Know Your Stuff
      
        Jason Truesdell
      
      
        At most high-tech companies, interviewers test you on technologies and
        skills you list on your resume.
       
      
        If you say you know C or C++, expect to be asked to write a string
        reversal function; you'll be expected to know the central terminology
        like what an operator is, what an operand is, and the distinction
        between a declaration and a definition. You might be asked to write a
        singly- or doubly-linked list class, a stack, a queue, or a tree
        structure. Depending on the complexity of the problem, the level and
        description of the job, and the intended duration of the interview, you
        may have to write code, just the declarations, or you may just have
        to describe a data structure or program flow.
       
      
        If your resume says you know HTML, don't come to the interview and say you can
        write HTML but you have to use a reference book to look up syntax.

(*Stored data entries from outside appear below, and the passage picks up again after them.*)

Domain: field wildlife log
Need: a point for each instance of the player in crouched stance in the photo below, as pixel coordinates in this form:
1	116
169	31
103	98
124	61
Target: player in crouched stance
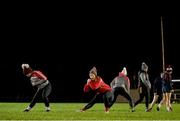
96	84
39	80
121	86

        Depending on the job, you probably won't be expected to remember
        minutiae, but you might be asked to write HTML for a complex table, a
        frameset, an ordered or unordered list, and so on. You might be asked
        how to position an element on a page. You may be asked to suggest
        multiple solutions, even bad ones, just so that the interviewer can find
        out how you apply your knowledge to solve problems.
       
      
        If you've only tweaked HTML generated by tools, you might be able to
        demonstrate that you can read HTML (which is how you should have
        described your knowledge on the resume), but don't expect to get away
        with a claim that you "know" HTML.
       
      If you list a skill in your recent experience or you don't establish a
      time frame in your resume, you can expect to be tested on it. If you wrote
      COBOL five years ago and haven't touched it since, you should have it listed
      on your resume only in the context of the job or project on which you worked. In
      that case, you would probably only face fair questions about the problems
      you faced in developing your code and how you solved them.
       
      
        As I've mentioned elsewhere,
        high-tech employees, including managers, tend to be familiar with a wide
        range of technologies and may test you on skills not
        directly related to the job.
       
      
        Be comfortable enough with your areas of expertise that you won't have
        to make excuses when you are asked questions about them.